Talos brought his elbow up hard against the captain's jaw and then tried to put a fist into his stomach. Thorne was dazed from the blow to his jaw, but he instinctively snared the fist and wrenched it to the side without even thinking.
Jason let out an involuntary yelp of pain, but brought up his other fist and drove it down against the side of Thorne's face. Both of them stumbled back, but the captain recovered enough to launch himself at the other. The wolves collapsed to the deck as people began to gather in the narrow space to see what was going on.
Aramis knelt on top of Jason and pressed one knee into the middle of his chest. Jason gasped for air and tried to push him off, but Thorne slugged him hard. The grey wolf's knee slipped to the side and Aramis fell over against a metal wall, his equilibrium still off. Part of his head bandage slipped down into his eyes and he struggled with it while Talos gasped for breath.
Thorne started to get up on his knees, but Jason kicked out and caught the side of the captain's snout. Aramis fell over backward over the feet of two canines that had crowded into the corridor to witness the fight of their senior officers.
Talos rolled over to get up onto his hands and knees, but he began coughing from the ache in his chest.

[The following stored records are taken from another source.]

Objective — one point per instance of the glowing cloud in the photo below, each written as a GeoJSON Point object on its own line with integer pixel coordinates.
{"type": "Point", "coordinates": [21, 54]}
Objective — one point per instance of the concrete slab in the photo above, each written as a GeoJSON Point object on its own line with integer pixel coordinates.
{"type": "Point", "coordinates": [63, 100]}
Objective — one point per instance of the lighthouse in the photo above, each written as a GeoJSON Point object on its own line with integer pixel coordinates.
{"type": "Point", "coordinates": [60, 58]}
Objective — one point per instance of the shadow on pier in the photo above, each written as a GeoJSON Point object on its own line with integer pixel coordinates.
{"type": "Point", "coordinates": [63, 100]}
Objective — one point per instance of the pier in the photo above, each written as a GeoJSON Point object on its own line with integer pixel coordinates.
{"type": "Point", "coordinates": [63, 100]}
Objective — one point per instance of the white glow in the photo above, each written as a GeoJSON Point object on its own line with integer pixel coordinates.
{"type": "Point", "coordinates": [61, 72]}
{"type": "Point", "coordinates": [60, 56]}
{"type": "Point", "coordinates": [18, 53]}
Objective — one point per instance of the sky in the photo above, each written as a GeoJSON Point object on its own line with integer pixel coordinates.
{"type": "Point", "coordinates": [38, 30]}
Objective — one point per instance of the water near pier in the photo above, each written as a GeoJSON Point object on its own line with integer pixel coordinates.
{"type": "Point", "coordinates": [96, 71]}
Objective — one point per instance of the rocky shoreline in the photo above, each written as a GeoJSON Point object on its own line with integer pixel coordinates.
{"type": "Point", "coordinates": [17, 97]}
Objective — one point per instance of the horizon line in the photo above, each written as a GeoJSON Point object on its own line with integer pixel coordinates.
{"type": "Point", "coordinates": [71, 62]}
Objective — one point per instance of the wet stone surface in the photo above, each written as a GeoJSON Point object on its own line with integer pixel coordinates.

When he managed to get it under control, he saw Aramis standing up beside the wall, his legs unsteady beneath him. More spectators arrived and crowded around them, leaving neither of them any room to retreat.
Thorne put one hand to the wall to hold himself upright. He started toward his first officer with a deep growl. Jason readied his fists and prepared to launch himself at the captain, but the grey wolf was faster despite his injuries and pulled his pistol from its holster. He leveled the barrel of the automatic weapon just out of reach at Jason's forehead, glaring at him and breathing hard. His tail was up and his ears forward, presenting his position as alpha.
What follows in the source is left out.